Bromamine T (BAT) Exerts Stronger Anti-Cancer Properties than Taurine (Tau)

Abstract

Background: Taurine (Tau) ameliorates cancer pathogenesis. Researchers have focused on the functional properties of bromamine T (BAT), a stable active bromine molecule. Both N-bromotaurine (TauNHBr) and BAT exert potent anti-inflammatory properties, but the landscape remains obscure concerning the anti-cancer effect of BAT.

Methods: We used Crystal Violet, colony formation, flow cytometry and Western blot experiments to evaluate the effect of BAT and Tau on the apoptosis and autophagy of cancer cells. Xenograft experiments were used to determine the in vivo cytotoxicity of either agent.
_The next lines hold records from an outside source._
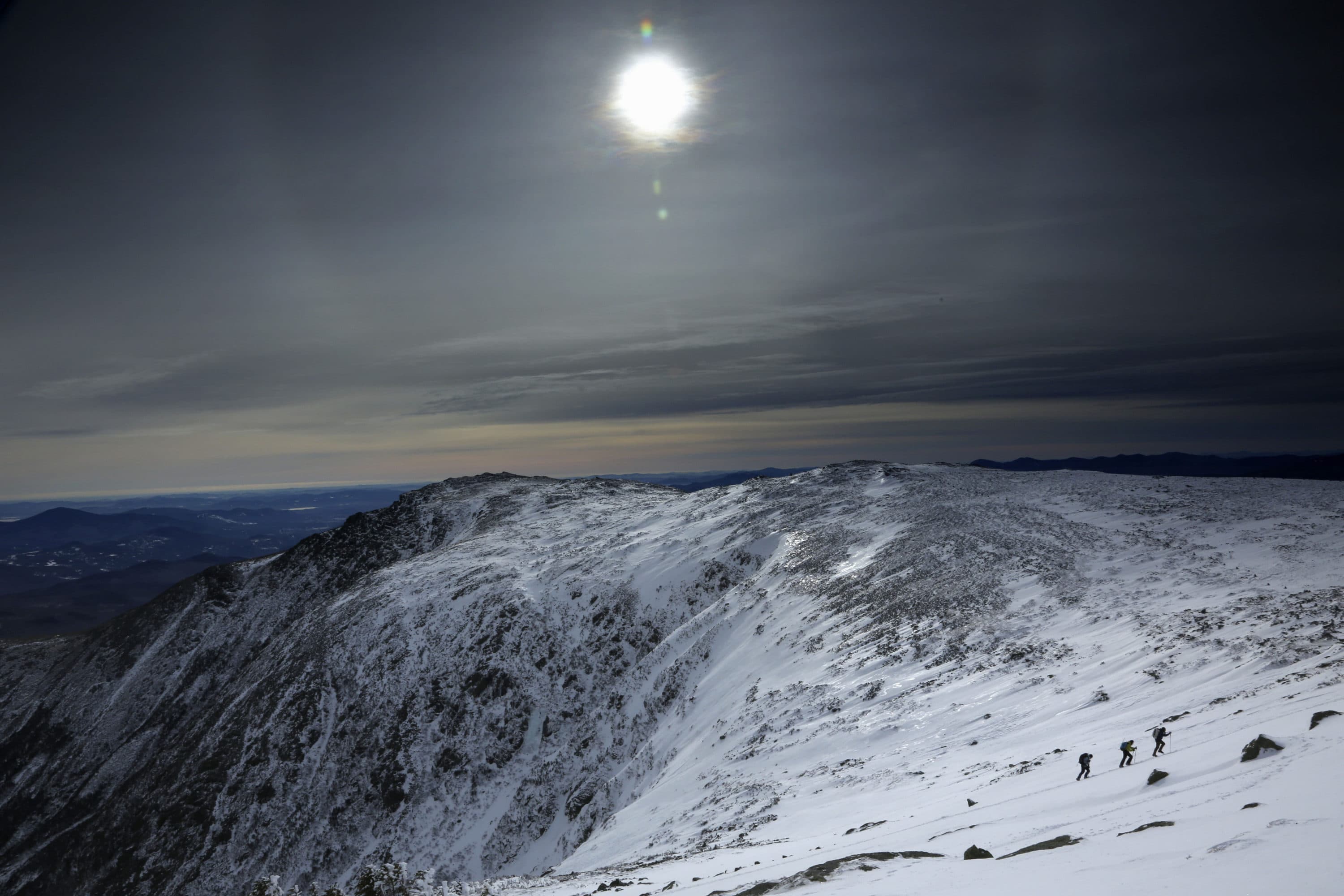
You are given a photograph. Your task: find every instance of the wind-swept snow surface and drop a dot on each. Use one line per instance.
(500, 676)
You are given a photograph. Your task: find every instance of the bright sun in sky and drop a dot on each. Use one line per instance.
(654, 96)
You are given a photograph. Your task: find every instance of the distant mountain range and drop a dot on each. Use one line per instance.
(69, 567)
(1285, 466)
(69, 606)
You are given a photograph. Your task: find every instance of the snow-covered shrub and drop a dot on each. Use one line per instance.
(383, 879)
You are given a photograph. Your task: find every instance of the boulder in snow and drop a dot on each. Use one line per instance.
(1253, 749)
(1318, 718)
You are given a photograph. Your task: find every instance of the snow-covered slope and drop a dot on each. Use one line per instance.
(500, 676)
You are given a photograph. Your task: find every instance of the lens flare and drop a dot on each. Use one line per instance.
(654, 96)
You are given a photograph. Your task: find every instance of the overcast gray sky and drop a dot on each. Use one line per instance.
(260, 242)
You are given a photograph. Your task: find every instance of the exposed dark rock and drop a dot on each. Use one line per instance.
(1253, 749)
(1054, 843)
(1320, 716)
(1152, 824)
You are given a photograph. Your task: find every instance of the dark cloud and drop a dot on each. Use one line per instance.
(330, 220)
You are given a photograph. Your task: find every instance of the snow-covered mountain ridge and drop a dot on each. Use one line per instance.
(502, 675)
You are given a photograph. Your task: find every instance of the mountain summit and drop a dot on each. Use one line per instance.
(508, 675)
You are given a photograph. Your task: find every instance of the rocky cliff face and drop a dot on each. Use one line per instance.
(484, 673)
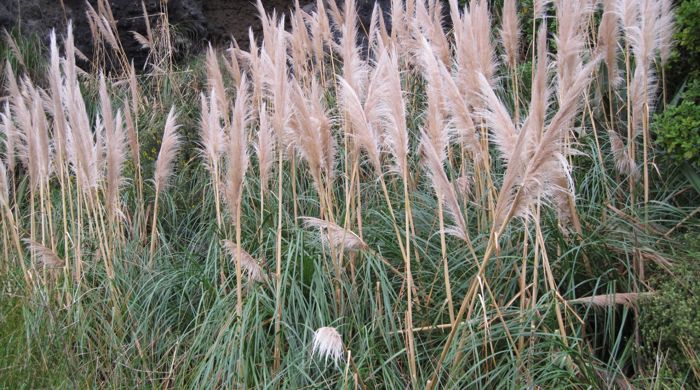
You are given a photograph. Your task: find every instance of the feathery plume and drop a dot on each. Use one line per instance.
(251, 267)
(237, 152)
(606, 300)
(265, 148)
(394, 107)
(539, 7)
(328, 344)
(215, 81)
(510, 32)
(311, 131)
(45, 257)
(503, 130)
(115, 142)
(168, 151)
(623, 162)
(211, 132)
(233, 66)
(132, 137)
(10, 134)
(443, 187)
(608, 40)
(116, 156)
(320, 116)
(434, 125)
(364, 133)
(56, 88)
(665, 30)
(4, 186)
(334, 235)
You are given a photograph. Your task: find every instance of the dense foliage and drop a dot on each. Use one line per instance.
(442, 211)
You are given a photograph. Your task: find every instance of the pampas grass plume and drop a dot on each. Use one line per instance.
(328, 344)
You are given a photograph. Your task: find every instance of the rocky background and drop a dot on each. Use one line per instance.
(196, 22)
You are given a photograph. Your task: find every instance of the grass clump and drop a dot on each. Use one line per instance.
(311, 213)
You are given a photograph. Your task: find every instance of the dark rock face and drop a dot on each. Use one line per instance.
(195, 21)
(39, 17)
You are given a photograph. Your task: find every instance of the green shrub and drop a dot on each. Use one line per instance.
(670, 322)
(678, 127)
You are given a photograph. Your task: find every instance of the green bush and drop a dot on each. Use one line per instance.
(678, 127)
(670, 322)
(686, 56)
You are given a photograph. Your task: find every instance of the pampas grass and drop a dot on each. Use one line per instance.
(415, 165)
(169, 147)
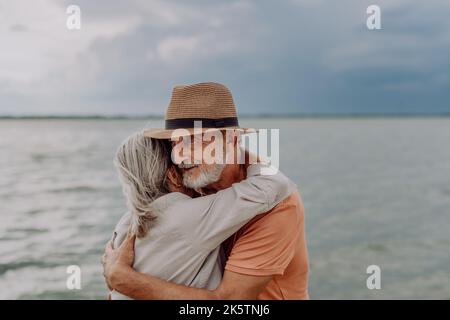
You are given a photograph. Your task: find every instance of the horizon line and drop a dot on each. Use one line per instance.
(257, 116)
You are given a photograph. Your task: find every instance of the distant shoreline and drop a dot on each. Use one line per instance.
(244, 116)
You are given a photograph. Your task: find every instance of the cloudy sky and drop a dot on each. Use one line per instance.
(287, 56)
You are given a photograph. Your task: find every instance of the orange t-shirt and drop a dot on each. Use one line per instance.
(274, 244)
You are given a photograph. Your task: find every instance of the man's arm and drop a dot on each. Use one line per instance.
(234, 286)
(120, 276)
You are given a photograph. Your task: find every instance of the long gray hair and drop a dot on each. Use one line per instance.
(142, 163)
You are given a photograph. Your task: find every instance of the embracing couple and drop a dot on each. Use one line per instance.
(204, 229)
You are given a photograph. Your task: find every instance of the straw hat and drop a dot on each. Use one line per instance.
(208, 102)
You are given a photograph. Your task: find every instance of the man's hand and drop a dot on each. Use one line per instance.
(116, 260)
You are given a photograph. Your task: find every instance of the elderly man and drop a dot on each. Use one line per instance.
(266, 259)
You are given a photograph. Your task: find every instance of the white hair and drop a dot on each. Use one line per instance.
(142, 163)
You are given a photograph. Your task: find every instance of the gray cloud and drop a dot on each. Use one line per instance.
(298, 56)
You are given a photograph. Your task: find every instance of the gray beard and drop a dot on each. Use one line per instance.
(205, 178)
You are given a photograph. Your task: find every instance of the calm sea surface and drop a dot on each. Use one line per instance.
(376, 191)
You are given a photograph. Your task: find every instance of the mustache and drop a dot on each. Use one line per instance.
(187, 165)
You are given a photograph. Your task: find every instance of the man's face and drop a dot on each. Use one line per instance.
(198, 174)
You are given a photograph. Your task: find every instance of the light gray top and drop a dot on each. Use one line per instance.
(183, 246)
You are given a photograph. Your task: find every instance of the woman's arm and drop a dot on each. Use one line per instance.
(212, 219)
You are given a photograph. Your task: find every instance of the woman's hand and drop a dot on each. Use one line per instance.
(115, 261)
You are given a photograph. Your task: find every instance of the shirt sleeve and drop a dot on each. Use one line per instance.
(268, 245)
(216, 217)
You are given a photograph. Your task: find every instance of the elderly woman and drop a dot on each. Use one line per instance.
(179, 236)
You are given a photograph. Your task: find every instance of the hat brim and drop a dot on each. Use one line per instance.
(176, 133)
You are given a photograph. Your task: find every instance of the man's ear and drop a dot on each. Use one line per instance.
(173, 176)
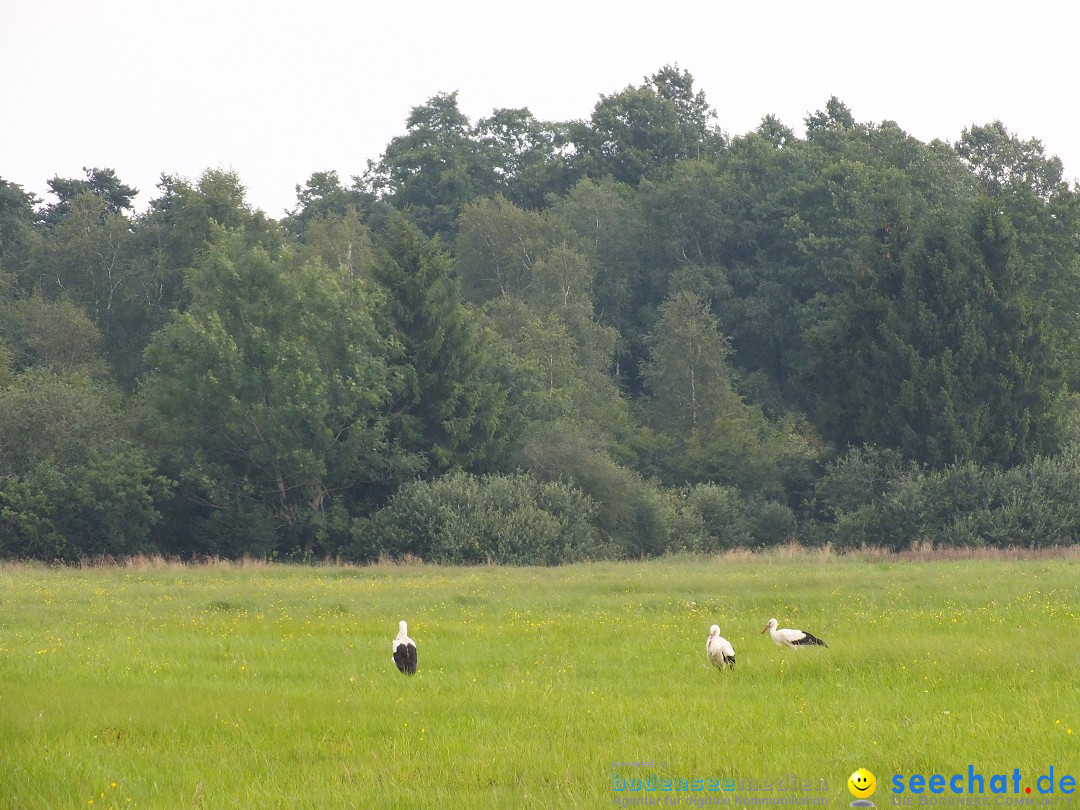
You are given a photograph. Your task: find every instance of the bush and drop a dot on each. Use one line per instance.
(463, 518)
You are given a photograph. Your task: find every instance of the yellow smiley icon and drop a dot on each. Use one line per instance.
(862, 784)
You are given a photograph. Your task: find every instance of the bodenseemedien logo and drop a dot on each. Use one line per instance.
(862, 785)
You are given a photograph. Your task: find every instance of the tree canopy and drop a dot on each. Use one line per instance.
(623, 335)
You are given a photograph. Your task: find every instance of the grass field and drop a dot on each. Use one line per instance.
(227, 686)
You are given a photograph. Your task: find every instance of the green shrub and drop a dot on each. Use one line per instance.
(464, 518)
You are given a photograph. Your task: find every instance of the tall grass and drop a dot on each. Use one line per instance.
(156, 684)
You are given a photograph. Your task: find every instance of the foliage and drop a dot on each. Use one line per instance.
(847, 336)
(270, 390)
(462, 518)
(84, 490)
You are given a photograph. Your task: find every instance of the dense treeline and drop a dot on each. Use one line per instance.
(537, 341)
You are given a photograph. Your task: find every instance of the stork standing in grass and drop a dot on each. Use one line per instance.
(404, 650)
(793, 638)
(719, 649)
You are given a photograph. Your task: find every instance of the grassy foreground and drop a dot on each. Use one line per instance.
(272, 686)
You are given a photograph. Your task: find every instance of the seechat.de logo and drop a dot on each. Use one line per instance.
(973, 782)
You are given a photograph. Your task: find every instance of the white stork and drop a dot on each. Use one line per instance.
(719, 649)
(404, 650)
(793, 638)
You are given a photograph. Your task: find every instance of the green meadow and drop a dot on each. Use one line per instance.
(265, 686)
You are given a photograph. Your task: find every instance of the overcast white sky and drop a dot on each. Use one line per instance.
(277, 91)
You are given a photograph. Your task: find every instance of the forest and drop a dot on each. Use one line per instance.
(526, 341)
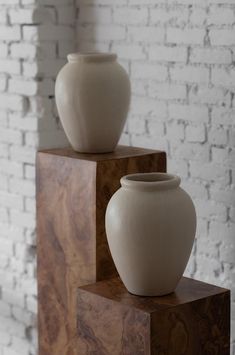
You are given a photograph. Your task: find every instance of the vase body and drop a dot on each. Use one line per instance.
(150, 226)
(92, 94)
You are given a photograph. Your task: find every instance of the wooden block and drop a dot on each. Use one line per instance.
(194, 320)
(72, 194)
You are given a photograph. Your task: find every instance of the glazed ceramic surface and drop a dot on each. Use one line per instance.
(150, 226)
(92, 95)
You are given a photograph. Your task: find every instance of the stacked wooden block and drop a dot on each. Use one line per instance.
(103, 318)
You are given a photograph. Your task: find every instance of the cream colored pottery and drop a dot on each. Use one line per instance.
(92, 94)
(150, 225)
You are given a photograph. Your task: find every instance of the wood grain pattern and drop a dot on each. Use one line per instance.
(72, 194)
(194, 320)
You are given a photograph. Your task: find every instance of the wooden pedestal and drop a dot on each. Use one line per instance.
(195, 320)
(72, 194)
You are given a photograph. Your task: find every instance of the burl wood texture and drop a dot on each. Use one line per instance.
(194, 320)
(72, 194)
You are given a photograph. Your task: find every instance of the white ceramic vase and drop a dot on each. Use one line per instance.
(150, 226)
(92, 94)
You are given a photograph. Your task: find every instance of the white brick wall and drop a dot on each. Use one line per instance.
(179, 55)
(35, 36)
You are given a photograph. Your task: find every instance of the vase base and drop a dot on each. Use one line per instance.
(150, 294)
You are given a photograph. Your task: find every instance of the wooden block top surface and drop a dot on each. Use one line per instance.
(119, 153)
(188, 290)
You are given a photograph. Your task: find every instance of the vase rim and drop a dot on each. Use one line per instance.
(151, 181)
(95, 57)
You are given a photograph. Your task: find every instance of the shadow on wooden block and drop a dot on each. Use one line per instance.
(72, 194)
(194, 320)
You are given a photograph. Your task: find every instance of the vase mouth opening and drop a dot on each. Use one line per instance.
(151, 181)
(95, 57)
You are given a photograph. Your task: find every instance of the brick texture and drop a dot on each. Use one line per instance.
(179, 55)
(35, 37)
(180, 58)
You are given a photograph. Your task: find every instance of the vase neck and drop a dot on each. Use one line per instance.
(150, 181)
(92, 57)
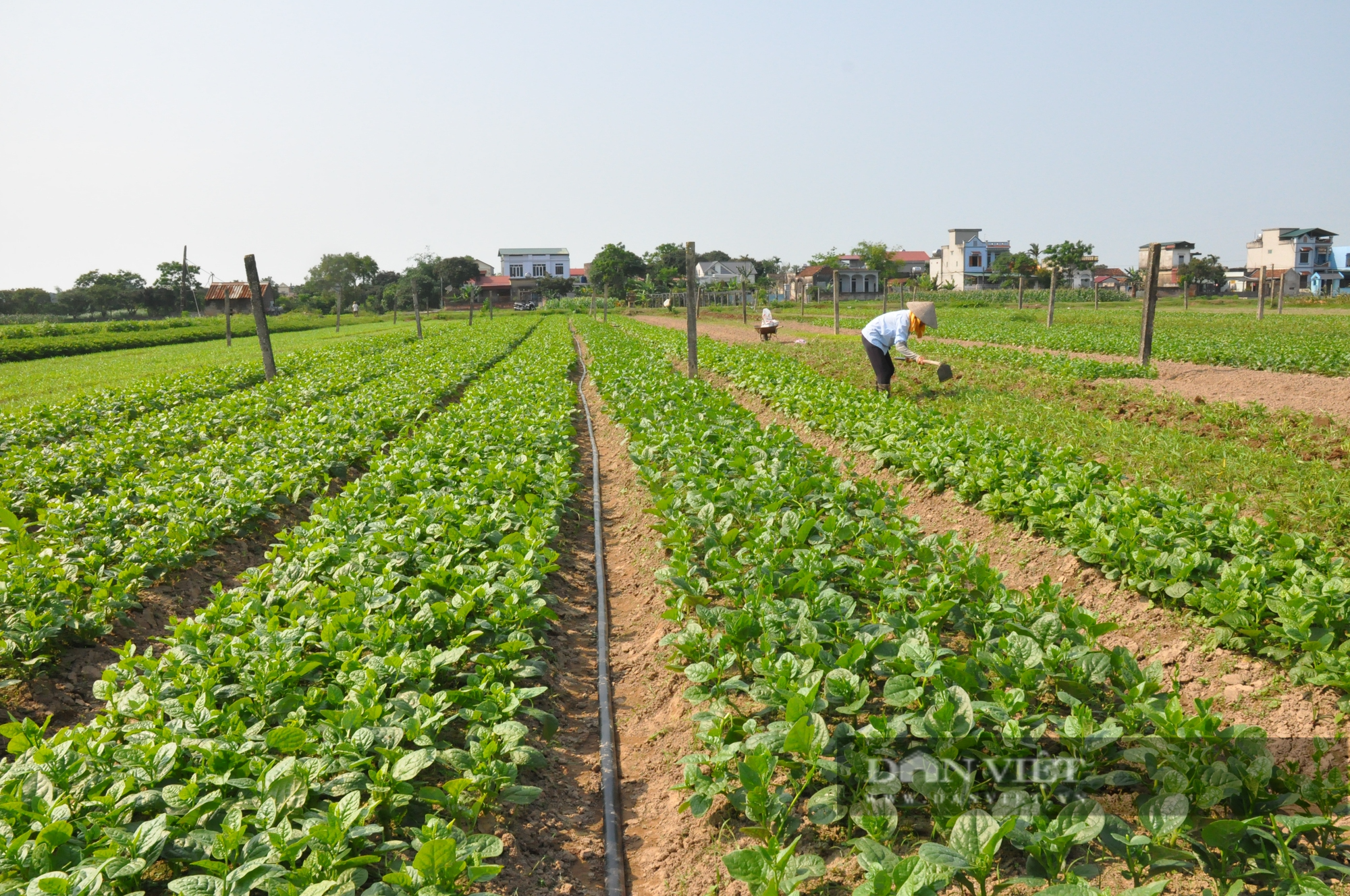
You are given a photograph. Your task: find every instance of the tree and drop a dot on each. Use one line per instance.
(878, 257)
(458, 271)
(668, 256)
(1066, 257)
(612, 268)
(1205, 273)
(830, 260)
(1009, 267)
(97, 292)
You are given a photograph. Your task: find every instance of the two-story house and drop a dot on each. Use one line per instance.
(857, 277)
(1172, 257)
(535, 264)
(966, 262)
(724, 272)
(1302, 258)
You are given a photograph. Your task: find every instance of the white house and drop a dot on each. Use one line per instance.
(1171, 258)
(967, 261)
(535, 262)
(724, 272)
(1302, 257)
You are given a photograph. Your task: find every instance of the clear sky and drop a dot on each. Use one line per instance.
(773, 129)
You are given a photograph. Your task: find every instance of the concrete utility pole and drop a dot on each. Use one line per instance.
(269, 365)
(836, 302)
(1151, 304)
(692, 310)
(1050, 312)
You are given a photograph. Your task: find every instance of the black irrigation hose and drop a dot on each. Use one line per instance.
(608, 767)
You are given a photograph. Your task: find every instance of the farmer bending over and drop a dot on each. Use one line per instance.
(896, 329)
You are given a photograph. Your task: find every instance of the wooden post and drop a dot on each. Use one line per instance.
(1151, 304)
(1050, 312)
(836, 303)
(692, 310)
(269, 365)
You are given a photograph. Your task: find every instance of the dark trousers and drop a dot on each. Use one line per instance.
(882, 364)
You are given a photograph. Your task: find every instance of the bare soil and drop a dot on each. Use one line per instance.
(556, 845)
(1309, 393)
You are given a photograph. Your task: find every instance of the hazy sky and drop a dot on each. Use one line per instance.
(773, 129)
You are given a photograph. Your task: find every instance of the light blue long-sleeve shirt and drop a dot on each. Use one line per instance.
(892, 330)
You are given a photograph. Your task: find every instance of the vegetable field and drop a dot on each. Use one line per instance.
(342, 719)
(854, 681)
(870, 708)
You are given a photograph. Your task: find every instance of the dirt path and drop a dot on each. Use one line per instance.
(1310, 393)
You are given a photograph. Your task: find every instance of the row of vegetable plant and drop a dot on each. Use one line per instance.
(92, 555)
(1297, 343)
(1282, 594)
(341, 721)
(30, 478)
(851, 675)
(200, 331)
(97, 412)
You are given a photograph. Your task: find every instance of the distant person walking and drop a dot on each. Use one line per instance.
(894, 330)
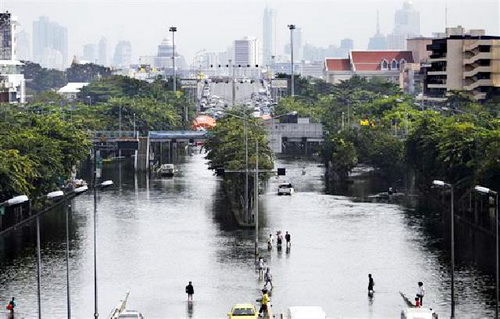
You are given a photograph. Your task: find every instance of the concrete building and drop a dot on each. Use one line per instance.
(89, 53)
(12, 83)
(23, 46)
(103, 48)
(123, 54)
(389, 65)
(268, 35)
(463, 61)
(246, 52)
(50, 44)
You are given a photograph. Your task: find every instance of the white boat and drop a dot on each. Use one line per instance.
(120, 311)
(166, 170)
(285, 189)
(418, 313)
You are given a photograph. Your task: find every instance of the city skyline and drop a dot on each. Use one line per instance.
(214, 25)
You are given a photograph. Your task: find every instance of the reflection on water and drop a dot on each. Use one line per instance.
(156, 234)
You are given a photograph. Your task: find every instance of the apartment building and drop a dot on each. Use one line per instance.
(463, 61)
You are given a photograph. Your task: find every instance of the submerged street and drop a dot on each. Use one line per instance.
(154, 235)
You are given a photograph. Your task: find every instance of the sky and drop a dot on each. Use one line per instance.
(213, 25)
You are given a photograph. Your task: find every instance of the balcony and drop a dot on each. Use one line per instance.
(479, 56)
(436, 72)
(475, 71)
(436, 86)
(478, 83)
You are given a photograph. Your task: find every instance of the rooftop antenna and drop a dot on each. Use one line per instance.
(378, 23)
(446, 16)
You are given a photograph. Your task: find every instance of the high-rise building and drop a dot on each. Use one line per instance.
(103, 47)
(50, 44)
(23, 46)
(7, 45)
(463, 61)
(123, 54)
(246, 52)
(89, 53)
(407, 20)
(268, 28)
(11, 79)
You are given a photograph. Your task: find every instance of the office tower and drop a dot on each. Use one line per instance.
(103, 47)
(7, 45)
(378, 41)
(89, 53)
(123, 54)
(268, 35)
(23, 46)
(50, 44)
(246, 52)
(407, 20)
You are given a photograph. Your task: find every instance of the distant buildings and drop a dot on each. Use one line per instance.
(12, 84)
(463, 61)
(23, 46)
(103, 48)
(268, 35)
(89, 53)
(123, 54)
(389, 65)
(406, 25)
(50, 44)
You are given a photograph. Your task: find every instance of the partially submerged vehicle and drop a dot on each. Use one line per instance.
(285, 189)
(167, 170)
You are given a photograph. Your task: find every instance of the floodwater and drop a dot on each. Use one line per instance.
(156, 234)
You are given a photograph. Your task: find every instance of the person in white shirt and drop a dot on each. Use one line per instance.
(421, 292)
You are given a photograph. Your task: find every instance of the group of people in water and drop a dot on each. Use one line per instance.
(279, 241)
(419, 298)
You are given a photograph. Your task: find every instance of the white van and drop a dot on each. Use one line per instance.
(306, 312)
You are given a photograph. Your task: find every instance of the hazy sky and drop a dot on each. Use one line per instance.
(213, 25)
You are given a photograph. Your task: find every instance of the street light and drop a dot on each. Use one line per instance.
(487, 191)
(292, 27)
(102, 185)
(173, 30)
(442, 184)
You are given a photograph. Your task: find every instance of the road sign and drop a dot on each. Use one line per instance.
(279, 83)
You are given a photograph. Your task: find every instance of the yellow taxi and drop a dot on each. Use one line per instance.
(247, 311)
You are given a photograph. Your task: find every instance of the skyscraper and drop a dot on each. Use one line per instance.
(89, 52)
(23, 46)
(123, 54)
(268, 35)
(50, 44)
(7, 44)
(246, 52)
(103, 47)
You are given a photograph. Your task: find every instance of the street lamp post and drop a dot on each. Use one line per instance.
(102, 185)
(173, 30)
(439, 183)
(292, 84)
(487, 191)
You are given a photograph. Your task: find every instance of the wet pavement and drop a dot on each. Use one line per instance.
(155, 235)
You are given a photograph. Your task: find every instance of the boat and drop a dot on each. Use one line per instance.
(120, 311)
(285, 189)
(167, 170)
(413, 312)
(418, 313)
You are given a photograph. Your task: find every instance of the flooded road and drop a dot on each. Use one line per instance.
(154, 235)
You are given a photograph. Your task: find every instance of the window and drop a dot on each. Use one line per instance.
(394, 64)
(402, 63)
(384, 65)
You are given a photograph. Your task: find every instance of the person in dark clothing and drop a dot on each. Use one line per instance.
(371, 283)
(190, 291)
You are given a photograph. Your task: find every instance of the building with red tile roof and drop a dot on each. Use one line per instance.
(388, 64)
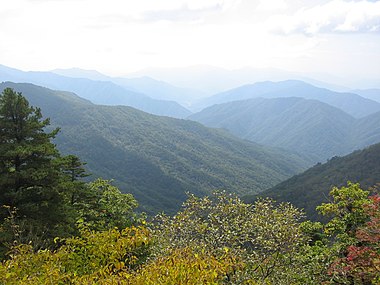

Results: We demonstrated that both BAT and Tau inhibited the growth of human colon, breast, cervical and skin cancer cell lines. Among them, BAT exerted the greatest cytotoxic effect on both RKO and MDA-MB-468 cells. In particular, BAT increased the phosphorylation of c-Jun N-terminal kinases (JNK½), p38 mitogen-activated protein kinase (MAPK), and extracellular-signal-regulated kinases (ERK½), thereby inducing mitochondrial apoptosis and autophagy in RKO cells. In contrast, Tau exerted its cytotoxic effect by upregulating JNK½ forms, thus triggering mitochondrial apoptosis in RKO cells. Accordingly, colon cancer growth was impaired in vivo.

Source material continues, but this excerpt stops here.